Après sa guérison, Inigo — qui prend le nom d’Ignace — entame un périple qui le mène à Manrèse, où il vit en ermite dans une grotte pendant près d’un an. C’est là qu’il rédige les Exercices spirituels, un manuel de quatre semaines conçu pour aider quiconque à trouver la volonté de Dieu dans sa vie. Ni traité de théologie, ni recueil de prières : c’est un guide pratique, concret, presque un protocole. Chaque exercice engage l’imagination, les sens, les émotions.

À trente-trois ans, Ignace retourne sur les bancs de l’école. Il étudie à Barcelone, Alcalá, Salamanque, puis à Paris. C’est là, en 1534, qu’il réunit six compagnons dans une chapelle de Montmartre. Le noyau de la Compagnie de Jésus est formé. Approuvé par le pape en 1540, l’ordre se distingue par une structure quasi militaire, un vœu d’obéissance au pape et une mobilité totale : le jésuite va là où on l’envoie.

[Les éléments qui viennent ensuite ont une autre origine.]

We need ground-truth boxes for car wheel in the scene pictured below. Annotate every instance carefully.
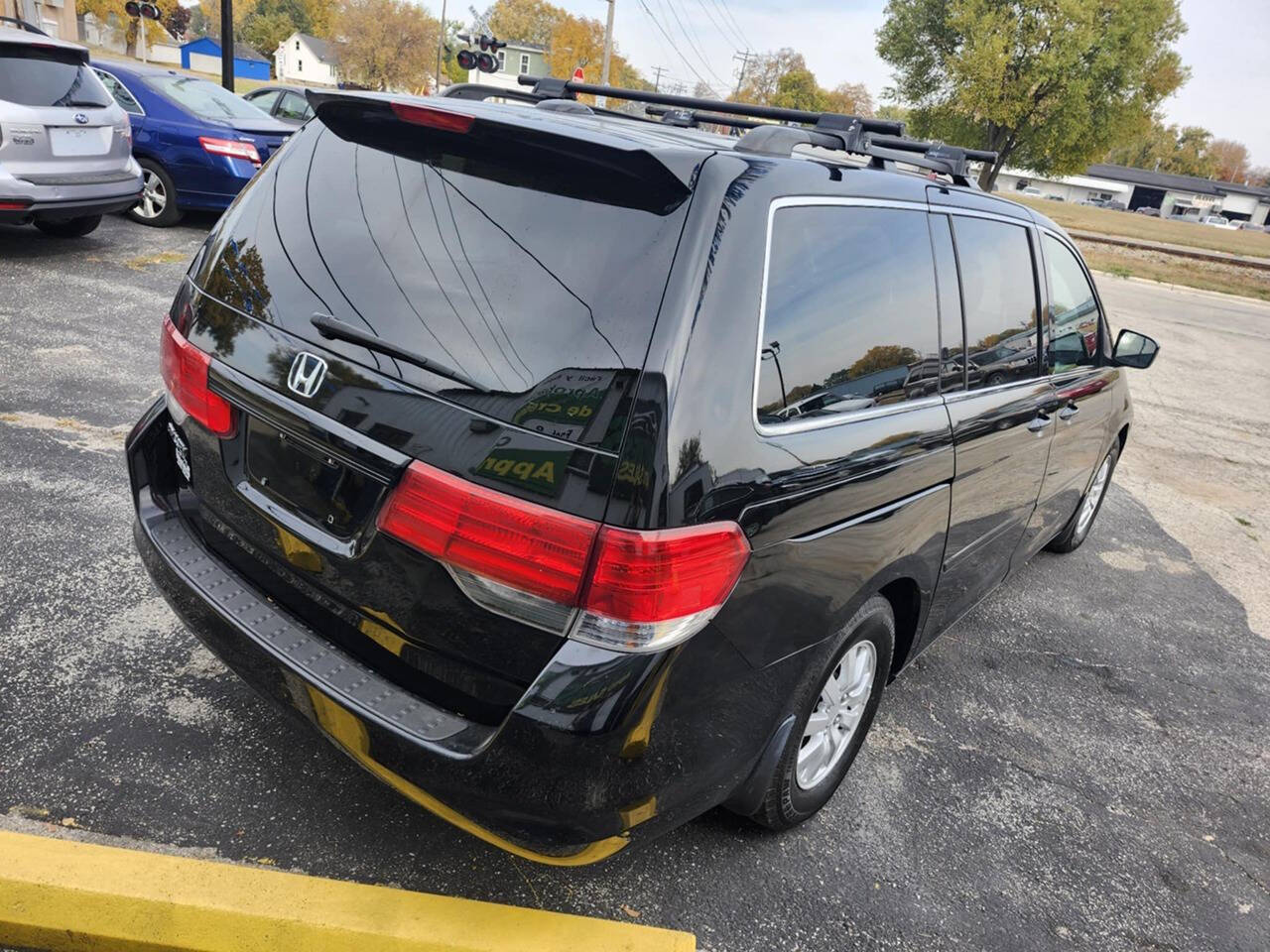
[1045,440,1120,552]
[36,214,101,237]
[752,595,895,830]
[128,159,182,228]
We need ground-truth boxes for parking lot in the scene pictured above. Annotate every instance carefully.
[0,217,1270,952]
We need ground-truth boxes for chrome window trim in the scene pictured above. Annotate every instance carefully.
[749,195,944,436]
[92,66,146,117]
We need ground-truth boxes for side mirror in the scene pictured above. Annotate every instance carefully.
[1111,330,1160,371]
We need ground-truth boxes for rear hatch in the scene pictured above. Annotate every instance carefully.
[0,37,132,184]
[174,98,707,722]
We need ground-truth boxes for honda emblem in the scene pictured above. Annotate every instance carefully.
[287,352,326,396]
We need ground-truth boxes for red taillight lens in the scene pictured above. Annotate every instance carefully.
[378,462,599,604]
[378,462,749,652]
[160,317,234,436]
[581,523,749,622]
[393,103,473,132]
[198,136,260,165]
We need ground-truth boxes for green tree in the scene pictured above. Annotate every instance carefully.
[877,0,1188,189]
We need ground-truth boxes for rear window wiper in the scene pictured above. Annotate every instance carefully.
[310,313,489,394]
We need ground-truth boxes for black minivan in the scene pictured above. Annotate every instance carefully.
[127,90,1156,865]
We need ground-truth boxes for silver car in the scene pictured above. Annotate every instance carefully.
[0,24,141,237]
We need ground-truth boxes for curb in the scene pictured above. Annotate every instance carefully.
[0,830,696,952]
[1089,268,1270,307]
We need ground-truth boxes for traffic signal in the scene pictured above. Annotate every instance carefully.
[123,0,163,20]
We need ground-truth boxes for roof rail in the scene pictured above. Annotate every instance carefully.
[644,105,761,130]
[517,76,904,136]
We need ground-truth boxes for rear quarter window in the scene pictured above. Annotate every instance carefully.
[0,44,113,109]
[756,205,940,427]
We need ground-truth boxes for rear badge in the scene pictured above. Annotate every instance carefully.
[287,350,326,396]
[168,420,190,482]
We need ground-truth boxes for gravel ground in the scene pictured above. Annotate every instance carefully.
[0,218,1270,952]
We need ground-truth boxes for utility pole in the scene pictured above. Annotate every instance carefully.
[731,50,758,98]
[221,0,234,92]
[432,0,445,95]
[595,0,617,109]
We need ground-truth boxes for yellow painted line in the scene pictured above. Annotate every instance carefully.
[0,830,696,952]
[308,685,629,866]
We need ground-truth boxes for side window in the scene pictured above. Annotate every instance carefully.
[248,89,282,113]
[277,92,313,122]
[757,205,939,425]
[94,69,146,115]
[952,216,1040,390]
[1042,235,1098,373]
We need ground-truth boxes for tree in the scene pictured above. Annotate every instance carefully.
[734,47,809,105]
[1207,139,1248,181]
[771,69,826,113]
[823,82,874,115]
[331,0,441,90]
[480,0,569,47]
[877,0,1188,189]
[1106,117,1214,178]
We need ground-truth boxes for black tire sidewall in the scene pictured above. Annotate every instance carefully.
[776,595,895,822]
[124,159,182,228]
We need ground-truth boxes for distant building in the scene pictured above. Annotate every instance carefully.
[181,37,269,82]
[273,33,339,86]
[0,0,74,44]
[467,44,548,89]
[996,164,1270,225]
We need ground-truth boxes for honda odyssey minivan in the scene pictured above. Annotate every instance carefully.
[127,82,1156,865]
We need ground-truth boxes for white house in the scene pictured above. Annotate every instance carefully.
[273,33,339,86]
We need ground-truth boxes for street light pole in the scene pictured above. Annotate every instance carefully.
[433,0,445,92]
[221,0,234,92]
[595,0,617,109]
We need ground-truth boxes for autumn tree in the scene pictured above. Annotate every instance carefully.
[1207,139,1248,181]
[331,0,441,90]
[877,0,1188,189]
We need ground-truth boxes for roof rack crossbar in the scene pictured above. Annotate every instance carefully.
[517,76,904,136]
[644,105,759,130]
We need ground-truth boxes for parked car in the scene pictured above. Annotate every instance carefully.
[126,86,1157,865]
[242,85,314,126]
[0,20,141,237]
[92,60,294,227]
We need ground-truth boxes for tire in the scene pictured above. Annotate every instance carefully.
[126,159,185,228]
[36,214,101,237]
[1045,439,1120,553]
[750,595,895,830]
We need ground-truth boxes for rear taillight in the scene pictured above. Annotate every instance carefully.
[393,103,473,132]
[198,136,260,165]
[160,317,234,436]
[378,462,749,652]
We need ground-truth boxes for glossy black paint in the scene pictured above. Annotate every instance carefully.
[127,100,1131,863]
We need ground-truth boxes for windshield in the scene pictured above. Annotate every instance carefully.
[145,76,269,119]
[0,45,113,109]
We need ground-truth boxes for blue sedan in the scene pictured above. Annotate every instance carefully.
[92,60,295,226]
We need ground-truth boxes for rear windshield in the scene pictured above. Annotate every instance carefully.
[145,76,266,119]
[195,119,689,444]
[0,44,113,109]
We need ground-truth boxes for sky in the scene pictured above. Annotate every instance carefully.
[555,0,1270,165]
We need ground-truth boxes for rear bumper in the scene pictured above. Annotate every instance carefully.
[127,403,786,866]
[0,159,142,225]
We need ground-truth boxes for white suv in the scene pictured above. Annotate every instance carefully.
[0,20,141,237]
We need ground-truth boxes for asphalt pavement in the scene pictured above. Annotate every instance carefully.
[0,218,1270,952]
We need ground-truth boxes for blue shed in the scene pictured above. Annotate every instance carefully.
[181,37,269,82]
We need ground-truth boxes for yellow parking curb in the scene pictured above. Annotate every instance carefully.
[0,830,696,952]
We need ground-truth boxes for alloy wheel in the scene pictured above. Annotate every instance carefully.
[794,640,877,789]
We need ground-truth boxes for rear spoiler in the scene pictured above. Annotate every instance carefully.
[305,90,704,214]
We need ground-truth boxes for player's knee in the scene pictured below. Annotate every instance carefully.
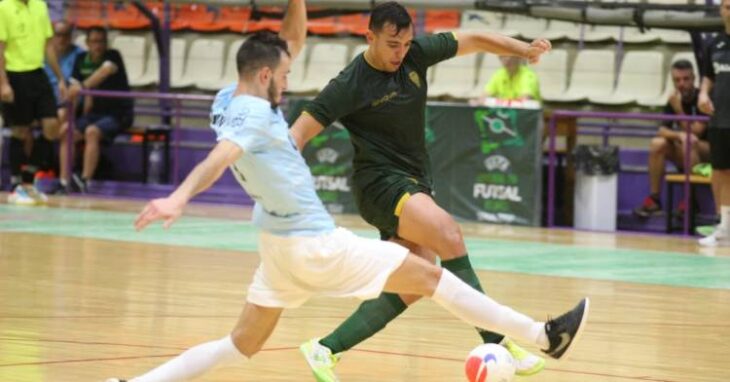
[421,264,443,297]
[231,328,263,358]
[439,221,466,260]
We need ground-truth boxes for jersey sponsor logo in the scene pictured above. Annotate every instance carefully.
[210,109,248,129]
[314,175,350,192]
[408,71,421,88]
[484,155,511,172]
[317,147,340,163]
[372,91,398,107]
[712,62,730,74]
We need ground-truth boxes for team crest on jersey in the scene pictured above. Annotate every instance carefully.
[408,72,421,88]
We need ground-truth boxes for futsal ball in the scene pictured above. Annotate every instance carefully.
[465,344,516,382]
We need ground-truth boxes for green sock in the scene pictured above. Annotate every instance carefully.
[319,293,408,354]
[441,254,504,344]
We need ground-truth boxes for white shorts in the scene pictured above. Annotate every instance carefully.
[247,228,408,308]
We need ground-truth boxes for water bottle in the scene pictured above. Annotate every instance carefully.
[147,142,162,184]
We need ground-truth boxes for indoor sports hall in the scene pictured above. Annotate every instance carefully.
[0,0,730,382]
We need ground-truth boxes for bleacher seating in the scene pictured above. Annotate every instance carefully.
[69,0,700,107]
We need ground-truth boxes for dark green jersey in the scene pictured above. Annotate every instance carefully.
[305,33,457,183]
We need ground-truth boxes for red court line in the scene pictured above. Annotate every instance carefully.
[0,340,674,382]
[0,353,178,367]
[350,349,675,382]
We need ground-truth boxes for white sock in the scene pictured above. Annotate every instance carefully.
[717,206,730,234]
[130,336,245,382]
[431,269,550,349]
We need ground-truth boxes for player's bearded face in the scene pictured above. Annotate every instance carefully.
[368,23,413,72]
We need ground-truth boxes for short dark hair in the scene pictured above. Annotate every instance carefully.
[672,59,695,73]
[236,31,291,75]
[86,27,109,40]
[368,1,413,34]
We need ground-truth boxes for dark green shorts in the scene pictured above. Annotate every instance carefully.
[353,171,432,240]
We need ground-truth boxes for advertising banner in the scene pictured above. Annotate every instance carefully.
[427,104,542,226]
[288,99,542,226]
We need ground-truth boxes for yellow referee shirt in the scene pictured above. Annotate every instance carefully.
[484,65,540,101]
[0,0,53,72]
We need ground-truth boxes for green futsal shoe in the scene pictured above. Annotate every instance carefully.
[299,338,341,382]
[500,337,545,376]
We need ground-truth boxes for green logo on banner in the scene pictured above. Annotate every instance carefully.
[474,109,525,154]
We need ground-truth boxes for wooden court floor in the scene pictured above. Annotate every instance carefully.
[0,194,730,382]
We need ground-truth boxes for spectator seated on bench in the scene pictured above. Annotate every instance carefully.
[634,60,710,218]
[58,27,134,193]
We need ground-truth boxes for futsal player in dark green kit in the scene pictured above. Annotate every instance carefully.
[291,2,551,382]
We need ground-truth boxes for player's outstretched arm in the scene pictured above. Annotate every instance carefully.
[289,113,324,151]
[454,31,552,64]
[134,140,243,231]
[279,0,307,61]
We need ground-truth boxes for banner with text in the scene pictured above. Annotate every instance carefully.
[426,105,542,226]
[288,99,542,226]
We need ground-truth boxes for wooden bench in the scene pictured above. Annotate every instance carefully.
[124,125,172,183]
[664,174,711,233]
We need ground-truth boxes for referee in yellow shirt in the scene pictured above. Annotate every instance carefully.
[484,57,540,101]
[0,0,66,205]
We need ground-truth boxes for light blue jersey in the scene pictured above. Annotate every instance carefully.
[211,85,335,236]
[43,44,85,104]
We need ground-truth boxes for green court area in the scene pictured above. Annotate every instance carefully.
[0,205,730,289]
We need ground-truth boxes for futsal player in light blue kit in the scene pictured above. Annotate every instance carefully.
[109,0,588,382]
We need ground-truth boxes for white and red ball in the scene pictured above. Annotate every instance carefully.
[465,344,515,382]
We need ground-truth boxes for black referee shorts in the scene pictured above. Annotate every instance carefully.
[2,69,57,127]
[707,127,730,170]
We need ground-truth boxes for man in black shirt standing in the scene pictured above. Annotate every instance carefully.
[60,27,134,192]
[634,60,710,218]
[698,0,730,246]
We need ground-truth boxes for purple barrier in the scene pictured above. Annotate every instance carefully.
[547,110,709,235]
[66,89,215,185]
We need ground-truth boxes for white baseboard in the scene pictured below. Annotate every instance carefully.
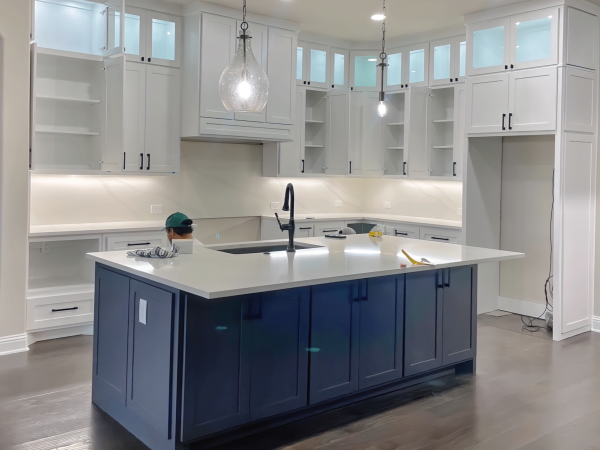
[592,316,600,333]
[27,324,94,345]
[0,333,29,355]
[498,296,546,317]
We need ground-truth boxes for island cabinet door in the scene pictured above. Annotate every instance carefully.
[181,294,250,442]
[92,268,129,415]
[127,280,175,439]
[243,287,310,420]
[404,270,444,377]
[442,266,477,365]
[309,280,359,404]
[358,275,404,389]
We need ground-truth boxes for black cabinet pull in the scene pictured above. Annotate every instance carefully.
[52,306,79,312]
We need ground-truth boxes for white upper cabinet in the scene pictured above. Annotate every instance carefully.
[329,47,350,89]
[429,36,467,86]
[200,13,237,119]
[350,50,381,91]
[467,17,510,76]
[509,8,559,69]
[467,8,560,76]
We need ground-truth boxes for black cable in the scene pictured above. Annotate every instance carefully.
[521,170,554,333]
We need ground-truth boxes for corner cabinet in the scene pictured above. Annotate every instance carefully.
[182,10,297,141]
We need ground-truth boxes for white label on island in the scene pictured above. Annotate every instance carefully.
[138,298,148,325]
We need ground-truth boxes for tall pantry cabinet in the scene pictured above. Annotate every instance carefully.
[30,0,181,174]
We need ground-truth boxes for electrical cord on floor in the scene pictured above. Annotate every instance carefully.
[521,170,554,333]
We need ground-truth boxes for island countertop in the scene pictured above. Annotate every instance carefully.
[87,235,525,299]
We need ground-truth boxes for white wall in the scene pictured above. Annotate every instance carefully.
[500,136,554,304]
[0,0,29,340]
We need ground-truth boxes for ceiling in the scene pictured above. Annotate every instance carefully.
[158,0,600,41]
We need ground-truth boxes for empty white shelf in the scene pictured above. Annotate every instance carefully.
[35,127,100,136]
[37,95,102,104]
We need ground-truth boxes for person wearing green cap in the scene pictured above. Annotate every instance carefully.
[164,212,202,245]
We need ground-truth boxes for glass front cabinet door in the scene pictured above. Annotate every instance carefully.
[510,8,559,69]
[350,50,381,92]
[467,17,510,76]
[329,47,350,89]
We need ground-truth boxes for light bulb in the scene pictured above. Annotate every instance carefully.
[219,31,269,112]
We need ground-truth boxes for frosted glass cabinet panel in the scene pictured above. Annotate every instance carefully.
[510,8,559,69]
[467,18,510,75]
[350,50,381,91]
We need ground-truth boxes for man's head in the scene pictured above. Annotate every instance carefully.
[165,212,194,242]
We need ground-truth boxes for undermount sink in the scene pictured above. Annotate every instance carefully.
[211,244,323,255]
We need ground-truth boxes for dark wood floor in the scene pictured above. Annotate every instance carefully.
[0,316,600,450]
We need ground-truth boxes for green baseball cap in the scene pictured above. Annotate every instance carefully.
[163,212,194,230]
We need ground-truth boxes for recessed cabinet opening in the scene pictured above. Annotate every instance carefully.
[304,90,327,173]
[382,92,406,175]
[427,87,455,177]
[31,49,105,170]
[29,239,100,293]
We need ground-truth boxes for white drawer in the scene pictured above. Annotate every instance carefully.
[383,222,420,239]
[27,290,94,330]
[104,231,168,252]
[314,221,344,237]
[421,227,461,244]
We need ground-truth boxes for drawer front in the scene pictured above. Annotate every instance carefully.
[383,222,420,239]
[105,231,168,252]
[314,221,344,237]
[27,292,94,330]
[421,227,460,244]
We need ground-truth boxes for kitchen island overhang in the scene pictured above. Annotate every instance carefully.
[88,235,524,449]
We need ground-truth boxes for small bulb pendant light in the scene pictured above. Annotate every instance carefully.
[219,0,269,112]
[377,0,388,117]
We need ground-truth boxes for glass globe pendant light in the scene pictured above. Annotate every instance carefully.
[377,0,388,117]
[219,0,269,113]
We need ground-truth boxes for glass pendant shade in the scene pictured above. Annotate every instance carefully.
[219,31,269,113]
[377,101,387,117]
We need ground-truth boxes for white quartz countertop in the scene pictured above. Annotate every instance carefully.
[87,235,525,298]
[29,220,165,237]
[261,213,462,230]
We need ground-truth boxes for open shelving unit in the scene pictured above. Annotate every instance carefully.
[382,92,407,177]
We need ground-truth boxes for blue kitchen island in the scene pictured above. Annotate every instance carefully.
[88,235,524,450]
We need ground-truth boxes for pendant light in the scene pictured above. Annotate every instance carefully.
[219,0,269,113]
[377,0,388,117]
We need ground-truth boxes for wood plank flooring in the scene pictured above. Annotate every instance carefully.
[0,316,600,450]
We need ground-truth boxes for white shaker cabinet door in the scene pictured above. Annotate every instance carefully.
[467,73,508,133]
[200,13,237,119]
[265,27,298,125]
[144,66,181,173]
[122,62,146,172]
[325,90,350,175]
[507,67,558,131]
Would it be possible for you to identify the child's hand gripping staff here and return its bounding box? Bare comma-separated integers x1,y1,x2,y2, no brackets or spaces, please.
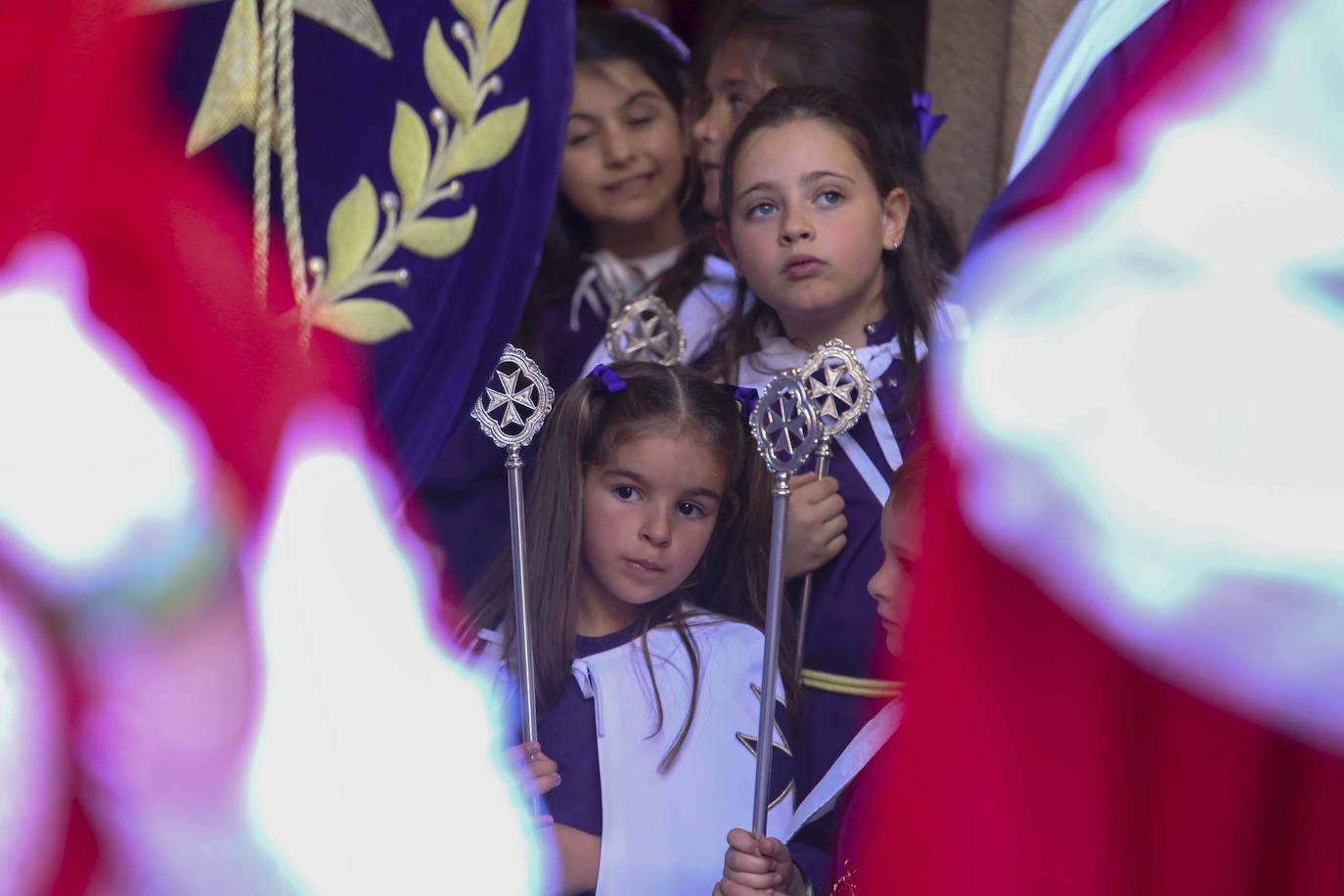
471,345,555,809
794,338,873,674
751,372,822,837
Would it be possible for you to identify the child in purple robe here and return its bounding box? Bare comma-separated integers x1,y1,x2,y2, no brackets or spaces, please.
464,361,793,896
709,87,957,891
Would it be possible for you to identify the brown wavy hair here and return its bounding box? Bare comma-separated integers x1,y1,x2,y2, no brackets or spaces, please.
705,86,946,410
461,361,793,769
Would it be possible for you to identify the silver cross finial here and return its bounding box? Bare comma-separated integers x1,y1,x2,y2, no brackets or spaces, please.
798,338,873,438
471,345,555,447
751,371,822,472
606,292,686,364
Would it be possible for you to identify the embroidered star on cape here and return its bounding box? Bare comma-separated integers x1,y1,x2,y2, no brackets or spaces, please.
143,0,392,156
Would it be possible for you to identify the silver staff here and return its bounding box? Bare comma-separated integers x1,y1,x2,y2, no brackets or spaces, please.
751,371,822,835
605,292,686,364
794,338,873,676
471,345,555,774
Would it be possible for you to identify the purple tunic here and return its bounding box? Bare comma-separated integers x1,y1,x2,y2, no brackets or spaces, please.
795,320,916,799
536,623,640,837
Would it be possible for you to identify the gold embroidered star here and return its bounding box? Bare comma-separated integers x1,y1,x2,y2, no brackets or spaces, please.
143,0,392,156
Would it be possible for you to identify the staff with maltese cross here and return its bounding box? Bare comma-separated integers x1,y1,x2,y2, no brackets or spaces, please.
751,371,822,837
471,345,555,805
794,338,873,674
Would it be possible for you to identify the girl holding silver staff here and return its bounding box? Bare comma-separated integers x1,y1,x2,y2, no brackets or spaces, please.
461,361,793,896
709,87,967,892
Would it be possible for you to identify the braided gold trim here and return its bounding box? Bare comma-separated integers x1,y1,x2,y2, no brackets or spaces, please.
802,669,906,697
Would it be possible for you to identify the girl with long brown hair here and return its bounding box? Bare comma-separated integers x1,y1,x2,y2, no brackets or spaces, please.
464,363,791,893
712,87,956,891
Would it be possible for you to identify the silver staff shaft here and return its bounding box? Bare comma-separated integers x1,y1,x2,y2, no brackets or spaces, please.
793,435,830,676
751,472,789,837
504,445,540,814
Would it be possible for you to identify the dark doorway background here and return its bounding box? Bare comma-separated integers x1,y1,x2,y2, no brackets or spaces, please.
579,0,928,89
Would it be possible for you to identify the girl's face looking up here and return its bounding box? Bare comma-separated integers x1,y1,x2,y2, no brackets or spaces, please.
869,494,919,657
578,434,727,636
560,61,686,258
719,119,910,348
691,39,779,216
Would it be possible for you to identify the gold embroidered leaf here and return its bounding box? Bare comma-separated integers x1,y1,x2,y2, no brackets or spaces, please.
313,298,411,345
425,19,475,127
443,98,527,179
327,175,378,288
388,100,428,208
396,205,475,258
396,205,475,258
481,0,527,78
453,0,491,39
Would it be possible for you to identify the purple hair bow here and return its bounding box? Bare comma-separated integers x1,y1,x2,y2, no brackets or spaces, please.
910,90,948,152
719,382,761,426
621,10,691,66
589,364,625,395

L’héritage d’un pragmatique

L’influence des jésuites est vertigineuse. En quelques décennies, ils fondent des collèges sur tous les continents, accompagnent les explorateurs, dressent des cartes, étudient les étoiles. L’astronomie jésuite a nommé trente-cinq cratères de la Lune. L’éducation jésuite a formé Descartes, Voltaire et, plus récemment, le pape François — premier jésuite à occuper le siège de Pierre.

Comme François de Sales, qui démocratisera la vie spirituelle un siècle plus tard, Ignace a rendu la recherche intérieure accessible à tous, pas seulement aux moines. Ses Exercices spirituels sont toujours pratiqués dans le monde entier, y compris par des non-croyants qui y trouvent un outil de décision et de connaissance de soi.

Ignace meurt à Rome le 31 juillet 1556, à soixante-cinq ans. L’ancien soldat boiteux laisse derrière lui un millier de jésuites répartis sur trois continents. Comme Saint Paul, il a été terrassé pour être relevé — mais avec un boulet de canon plutôt qu’un éclair.

Le saviez-vous ?

  • Ignace a été arrêté par l’Inquisition espagnole à trois reprises avant la fondation de la Compagnie de Jésus. On le soupçonnait d’hérésie parce qu’il enseignait la théologie sans diplôme. Il a été acquitté chaque fois.
  • Les Exercices spirituels sont structurés en quatre « semaines » qui correspondent à quatre étapes : le péché, la vie du Christ, la Passion et la Résurrection. Mais Ignace précisait que la « semaine » pouvait durer plus ou moins de sept jours selon les besoins de chacun. Un pragmatisme rare au XVIe siècle.
  • La devise des jésuites, « Ad maiorem Dei gloriam » (Pour la plus grande gloire de Dieu), abrégée en AMDG, était inscrite par les élèves jésuites en tête de chaque copie. L’habitude a survécu dans certains collèges jusqu’au XXe siècle.